How .NET wires things together, and why it matters.

Dependency Injection (DI)

In Python, you import a module and call its functions. In .NET, you declare what you need in your constructor, and the DI container provides it.

// The class declares its dependencies
public class RssSourceAdapter : ISourceAdapter
{
public RssSourceAdapter(HttpClient httpClient, ILogger<RssSourceAdapter> logger)
{
_httpClient = httpClient; // I need an HTTP client
_logger = logger; // I need a logger
}
}
// Somewhere else, the DI container is told how to create things
services.AddHttpClient();
services.AddKeyedScoped<ISourceAdapter, RssSourceAdapter>("rss");

The class never creates its own dependencies. It receives them. This means:

  • Tests can substitute mocks without changing the class
  • Swapping implementations is a config change, not a code change
  • Dependencies are explicit -- you can see what a class needs by reading its constructor

The DI Container (ServiceCollection)

var services = new ServiceCollection();

// Register a service -- "when someone asks for ISourceAdapter, give them RssSourceAdapter"
services.AddKeyedScoped<ISourceAdapter, RssSourceAdapter>("rss");

// Register with a factory -- "when someone asks for IOutputWriter, create it like this"
services.AddSingleton<IOutputWriter>(sp =>
new JsonOutputWriter(outputDir, sp.GetRequiredService<ILogger<JsonOutputWriter>>()));

var provider = services.BuildServiceProvider();

// Resolve -- "give me the thing registered for ISourceAdapter with key 'rss'"
var adapter = provider.GetRequiredKeyedService<ISourceAdapter>("rss");

Lifetimes:

  • AddSingleton -- one instance for the entire app lifetime
  • AddScoped -- one instance per scope (per request in a web app)
  • AddTransient -- new instance every time

Keyed Services

When you have multiple implementations of the same interface, keyed services let you register them by name:

services.AddKeyedScoped<ISourceAdapter, RssSourceAdapter>("rss");
services.AddKeyedScoped<ISourceAdapter, Edi834SourceAdapter>("edi834");
services.AddKeyedScoped<ISourceAdapter, ZoteroSourceAdapter>("zotero");

// Resolve the right one based on config
var adapter = provider.GetRequiredKeyedService<ISourceAdapter>(source.Type);

This is how Conduit routes to the correct adapter at runtime without knowing the concrete types at compile time.

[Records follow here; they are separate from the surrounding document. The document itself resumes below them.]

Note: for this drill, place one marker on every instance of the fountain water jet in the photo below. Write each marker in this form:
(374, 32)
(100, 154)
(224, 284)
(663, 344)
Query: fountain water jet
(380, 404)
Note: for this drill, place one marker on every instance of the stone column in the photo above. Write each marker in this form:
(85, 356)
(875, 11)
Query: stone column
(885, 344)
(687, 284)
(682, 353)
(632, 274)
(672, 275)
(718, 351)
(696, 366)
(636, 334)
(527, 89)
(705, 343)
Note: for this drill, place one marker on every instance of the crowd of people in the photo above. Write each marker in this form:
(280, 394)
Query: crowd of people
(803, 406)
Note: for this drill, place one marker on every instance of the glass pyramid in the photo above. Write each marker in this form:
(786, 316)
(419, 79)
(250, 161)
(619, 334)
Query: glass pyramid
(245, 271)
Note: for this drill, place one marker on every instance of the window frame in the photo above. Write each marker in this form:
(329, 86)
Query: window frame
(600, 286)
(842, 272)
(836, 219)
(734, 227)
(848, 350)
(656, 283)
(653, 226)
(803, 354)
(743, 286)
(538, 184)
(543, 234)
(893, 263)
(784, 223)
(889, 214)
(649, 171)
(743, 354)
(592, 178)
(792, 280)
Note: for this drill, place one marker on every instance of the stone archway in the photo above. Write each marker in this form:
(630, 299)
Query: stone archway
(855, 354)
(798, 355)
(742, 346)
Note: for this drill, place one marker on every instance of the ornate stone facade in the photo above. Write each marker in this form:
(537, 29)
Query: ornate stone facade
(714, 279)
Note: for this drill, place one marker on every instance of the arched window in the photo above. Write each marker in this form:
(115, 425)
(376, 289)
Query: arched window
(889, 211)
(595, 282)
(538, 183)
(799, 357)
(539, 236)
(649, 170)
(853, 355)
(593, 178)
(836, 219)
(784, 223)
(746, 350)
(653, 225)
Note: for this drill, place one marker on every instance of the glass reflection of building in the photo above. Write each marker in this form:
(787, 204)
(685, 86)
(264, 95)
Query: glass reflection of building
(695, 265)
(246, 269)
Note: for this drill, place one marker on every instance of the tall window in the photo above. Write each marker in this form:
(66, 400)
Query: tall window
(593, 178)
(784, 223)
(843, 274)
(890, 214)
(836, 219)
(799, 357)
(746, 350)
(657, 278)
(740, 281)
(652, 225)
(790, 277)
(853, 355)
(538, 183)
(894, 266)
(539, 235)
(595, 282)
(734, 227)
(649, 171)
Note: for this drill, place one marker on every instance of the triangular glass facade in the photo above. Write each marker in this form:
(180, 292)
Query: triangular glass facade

SOLID Principles (as seen in Conduit)

Single Responsibility

RssSourceAdapter fetches and parses RSS. JsonOutputWriter writes JSON. They don't do each other's job.

Open/Closed

Adding the EDI 834 adapter required zero changes to the existing RSS adapter or the pipeline. We extended the system by adding new code, not modifying existing code.

Liskov Substitution

Anywhere the pipeline expects ISourceAdapter, any implementation works. The pipeline calls adapter.IngestAsync(location) and doesn't care if it's RSS, 834, or Zotero behind the interface.

Interface Segregation

ISourceAdapter has one method: IngestAsync. IOutputWriter has one method: WriteAsync. Small, focused interfaces rather than one big interface with 20 methods.

Dependency Inversion

Program.cs depends on ISourceAdapter, not RssSourceAdapter. The DI container decides which concrete class to use. High-level code (pipeline) doesn't depend on low-level code (adapters).

Interfaces vs Abstract Classes

In Python, you'd use ABC (abstract base class) or Protocol. In .NET:

// Interface -- defines a contract, no implementation
public interface ISourceAdapter
{
Task<List<IPipelineRecord>> IngestAsync(string location);
}

// Any class can implement it
public class RssSourceAdapter : ISourceAdapter { ... }
public class Edi834SourceAdapter : ISourceAdapter { ... }

Interfaces are preferred over abstract classes in .NET because:

  • A class can implement multiple interfaces but only extend one base class
  • Interfaces work naturally with DI
  • They define the smallest possible contract

IOptions Pattern

Instead of injecting config values directly, .NET uses a wrapper:

public class Worker(IOptions<AppSettings> settings, ...)
{
// settings.Value.Sources gives you the typed config
foreach (var source in settings.Value.Sources) { ... }
}

This supports validation, hot-reload, and named options. It's more ceremony than Python's os.getenv(), but it catches config errors at startup rather than at runtime.